Well, the answer to that is: "Because I want to learn more, I want to "grow"."

So, please. If you feel like helping me out here, it would be greatly appreciated.

/Flayer

high_flyer
13th January 2010, 16:56
Please refrain from all the non relevant explanations.
Just focus on the problem.

The widget code looks valid to me.
Can you show what code exactly makes your application crash?
Does it crash with the empty slot?

and there is no reason to allocate myDialog on the heap:



myDialog d;

d.show();

wysota
13th January 2010, 17:37
Consider this: in a slot which is executed every time text is changed in the widget you try to change the text. What do you think it leads to?

Flayer
14th January 2010, 22:18
Consider this: in a slot which is executed every time text is changed in the widget you try to change the text. What do you think it leads to?

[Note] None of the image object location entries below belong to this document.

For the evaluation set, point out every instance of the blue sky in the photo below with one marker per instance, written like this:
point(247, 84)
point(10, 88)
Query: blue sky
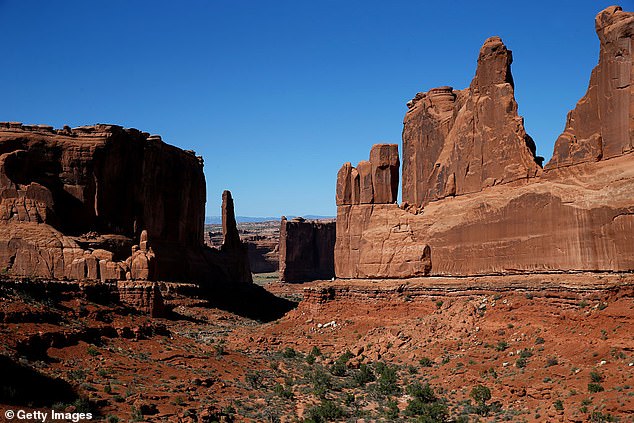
point(276, 95)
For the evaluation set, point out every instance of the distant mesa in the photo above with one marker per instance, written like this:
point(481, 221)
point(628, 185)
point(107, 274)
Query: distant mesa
point(476, 200)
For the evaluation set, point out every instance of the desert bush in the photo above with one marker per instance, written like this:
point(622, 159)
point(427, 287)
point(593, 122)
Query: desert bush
point(255, 379)
point(283, 391)
point(426, 362)
point(423, 392)
point(596, 376)
point(320, 381)
point(501, 346)
point(324, 412)
point(387, 382)
point(598, 417)
point(481, 394)
point(595, 387)
point(391, 411)
point(552, 361)
point(363, 376)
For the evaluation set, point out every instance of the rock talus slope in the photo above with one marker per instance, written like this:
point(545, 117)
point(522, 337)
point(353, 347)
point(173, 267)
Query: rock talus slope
point(475, 199)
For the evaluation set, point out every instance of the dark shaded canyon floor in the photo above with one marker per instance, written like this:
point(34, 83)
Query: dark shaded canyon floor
point(351, 351)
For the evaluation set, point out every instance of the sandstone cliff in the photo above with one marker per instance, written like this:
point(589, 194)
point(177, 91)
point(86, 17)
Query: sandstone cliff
point(103, 203)
point(306, 250)
point(487, 207)
point(602, 124)
point(459, 142)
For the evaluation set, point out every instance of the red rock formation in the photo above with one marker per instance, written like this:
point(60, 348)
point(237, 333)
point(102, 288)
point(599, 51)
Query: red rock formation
point(503, 215)
point(85, 203)
point(601, 126)
point(373, 182)
point(306, 250)
point(144, 296)
point(458, 142)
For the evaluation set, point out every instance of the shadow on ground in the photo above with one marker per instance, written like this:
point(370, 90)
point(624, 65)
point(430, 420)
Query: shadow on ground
point(24, 386)
point(253, 302)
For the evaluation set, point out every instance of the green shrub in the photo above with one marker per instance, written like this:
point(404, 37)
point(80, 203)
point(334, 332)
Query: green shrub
point(481, 394)
point(422, 392)
point(501, 346)
point(387, 382)
point(427, 412)
point(595, 387)
point(338, 369)
point(363, 376)
point(596, 376)
point(283, 392)
point(552, 361)
point(326, 411)
point(598, 417)
point(255, 379)
point(392, 410)
point(526, 353)
point(289, 353)
point(320, 381)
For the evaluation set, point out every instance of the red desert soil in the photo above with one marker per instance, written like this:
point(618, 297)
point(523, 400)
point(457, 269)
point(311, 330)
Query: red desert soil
point(536, 349)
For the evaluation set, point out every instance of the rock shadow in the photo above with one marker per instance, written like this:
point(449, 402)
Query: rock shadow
point(23, 386)
point(251, 301)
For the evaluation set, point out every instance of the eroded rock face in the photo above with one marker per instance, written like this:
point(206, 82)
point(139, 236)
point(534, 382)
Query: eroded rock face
point(487, 208)
point(104, 203)
point(459, 142)
point(371, 182)
point(306, 250)
point(601, 125)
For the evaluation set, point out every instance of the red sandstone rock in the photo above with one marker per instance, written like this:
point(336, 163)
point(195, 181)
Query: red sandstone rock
point(385, 162)
point(458, 142)
point(144, 296)
point(374, 181)
point(73, 203)
point(344, 184)
point(601, 125)
point(306, 250)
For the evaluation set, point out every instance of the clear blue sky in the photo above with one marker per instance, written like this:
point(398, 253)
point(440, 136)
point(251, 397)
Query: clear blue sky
point(276, 95)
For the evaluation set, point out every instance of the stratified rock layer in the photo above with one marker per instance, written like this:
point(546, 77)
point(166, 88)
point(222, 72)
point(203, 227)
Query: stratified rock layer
point(459, 142)
point(104, 203)
point(306, 250)
point(602, 124)
point(371, 182)
point(487, 207)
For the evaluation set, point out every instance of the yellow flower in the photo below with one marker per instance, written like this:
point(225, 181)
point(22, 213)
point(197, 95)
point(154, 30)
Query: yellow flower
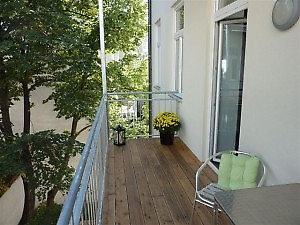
point(167, 121)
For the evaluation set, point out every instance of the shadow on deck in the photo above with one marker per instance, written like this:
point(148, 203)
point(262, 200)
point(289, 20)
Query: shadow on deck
point(152, 184)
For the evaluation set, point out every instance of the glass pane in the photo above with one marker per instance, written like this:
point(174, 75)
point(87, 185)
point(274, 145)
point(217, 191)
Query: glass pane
point(180, 18)
point(178, 61)
point(231, 86)
point(223, 3)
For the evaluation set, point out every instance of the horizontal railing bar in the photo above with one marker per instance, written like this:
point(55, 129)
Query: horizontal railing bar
point(141, 99)
point(142, 92)
point(76, 183)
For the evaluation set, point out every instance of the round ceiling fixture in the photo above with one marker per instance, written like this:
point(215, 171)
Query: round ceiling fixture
point(285, 13)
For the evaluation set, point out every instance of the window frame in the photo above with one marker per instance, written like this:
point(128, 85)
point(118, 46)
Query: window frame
point(178, 47)
point(219, 16)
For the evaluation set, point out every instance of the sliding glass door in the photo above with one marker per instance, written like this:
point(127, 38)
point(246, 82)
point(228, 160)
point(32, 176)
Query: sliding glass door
point(229, 85)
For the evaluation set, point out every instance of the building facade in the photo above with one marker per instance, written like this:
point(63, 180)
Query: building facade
point(238, 78)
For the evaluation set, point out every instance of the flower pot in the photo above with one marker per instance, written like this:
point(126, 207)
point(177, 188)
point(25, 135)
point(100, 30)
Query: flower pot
point(166, 138)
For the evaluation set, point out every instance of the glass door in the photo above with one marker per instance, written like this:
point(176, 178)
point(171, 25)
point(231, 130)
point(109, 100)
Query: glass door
point(229, 85)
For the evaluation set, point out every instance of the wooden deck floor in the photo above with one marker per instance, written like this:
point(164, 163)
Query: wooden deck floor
point(151, 184)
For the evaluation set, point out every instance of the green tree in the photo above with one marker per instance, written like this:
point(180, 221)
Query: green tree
point(55, 44)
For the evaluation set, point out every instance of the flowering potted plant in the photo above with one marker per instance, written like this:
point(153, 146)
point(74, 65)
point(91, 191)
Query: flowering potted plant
point(166, 123)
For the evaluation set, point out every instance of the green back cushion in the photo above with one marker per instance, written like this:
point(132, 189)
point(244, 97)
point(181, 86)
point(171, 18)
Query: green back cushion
point(237, 172)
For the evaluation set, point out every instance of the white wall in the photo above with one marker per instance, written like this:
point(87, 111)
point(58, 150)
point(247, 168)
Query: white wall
point(194, 108)
point(271, 100)
point(197, 64)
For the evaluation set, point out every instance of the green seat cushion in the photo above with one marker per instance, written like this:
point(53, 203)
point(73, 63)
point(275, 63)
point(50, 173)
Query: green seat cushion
point(237, 172)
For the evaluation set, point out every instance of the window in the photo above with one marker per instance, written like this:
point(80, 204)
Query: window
point(157, 56)
point(230, 42)
point(178, 37)
point(223, 3)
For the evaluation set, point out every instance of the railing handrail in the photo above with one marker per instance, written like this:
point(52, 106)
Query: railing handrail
point(142, 92)
point(68, 206)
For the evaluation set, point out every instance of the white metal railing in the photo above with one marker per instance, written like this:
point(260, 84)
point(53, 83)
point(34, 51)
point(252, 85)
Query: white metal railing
point(83, 204)
point(85, 197)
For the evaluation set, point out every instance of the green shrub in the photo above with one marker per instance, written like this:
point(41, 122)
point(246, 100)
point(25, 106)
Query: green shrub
point(46, 215)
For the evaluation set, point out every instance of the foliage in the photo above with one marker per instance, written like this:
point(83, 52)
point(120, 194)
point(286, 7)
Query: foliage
point(166, 121)
point(125, 24)
point(56, 44)
point(49, 153)
point(135, 124)
point(46, 215)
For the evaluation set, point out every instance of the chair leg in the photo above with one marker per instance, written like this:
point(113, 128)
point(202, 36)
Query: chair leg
point(216, 214)
point(191, 218)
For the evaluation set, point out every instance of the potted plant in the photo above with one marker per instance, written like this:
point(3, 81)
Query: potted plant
point(166, 123)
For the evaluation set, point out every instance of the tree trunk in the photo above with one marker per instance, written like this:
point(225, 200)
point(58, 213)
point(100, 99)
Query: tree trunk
point(29, 190)
point(29, 202)
point(51, 195)
point(6, 126)
point(26, 96)
point(74, 127)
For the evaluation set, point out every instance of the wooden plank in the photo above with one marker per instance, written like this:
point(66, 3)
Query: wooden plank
point(122, 210)
point(134, 202)
point(162, 210)
point(174, 205)
point(148, 183)
point(149, 214)
point(109, 191)
point(176, 174)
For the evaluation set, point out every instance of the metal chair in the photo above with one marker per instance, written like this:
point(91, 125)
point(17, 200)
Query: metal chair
point(205, 195)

Ye, thats what I thought, but what should I use instead?
How would I acheive the same thing without the "textChanged" or any other that "works" like it, it would just be the same thing.

wysota
14th January 2010, 22:52
I would connect to QTextDocument::contentsChange() signal to detect modifications to the document. In the slot I would check all modified blocks (based on the position) for strings I was searching for. If found, I would prepare a replacement for them. Finally I would make the replacements. You just have to remember to provide some means of making sure you won't fall into an infinite loop - either by making sure replacements and searches are disjoint (i.e. that no part of any replacement will trigger a search match) or by setting a flag "hey, I'm in the middle of replacing, don't fall into the loop". Also a nice although a bit more advanced technique would be to use QTextBlockUserData to mark areas that have been replaced by the mechanism (this would allow to preserve replacements even if they are not disjoint from searches).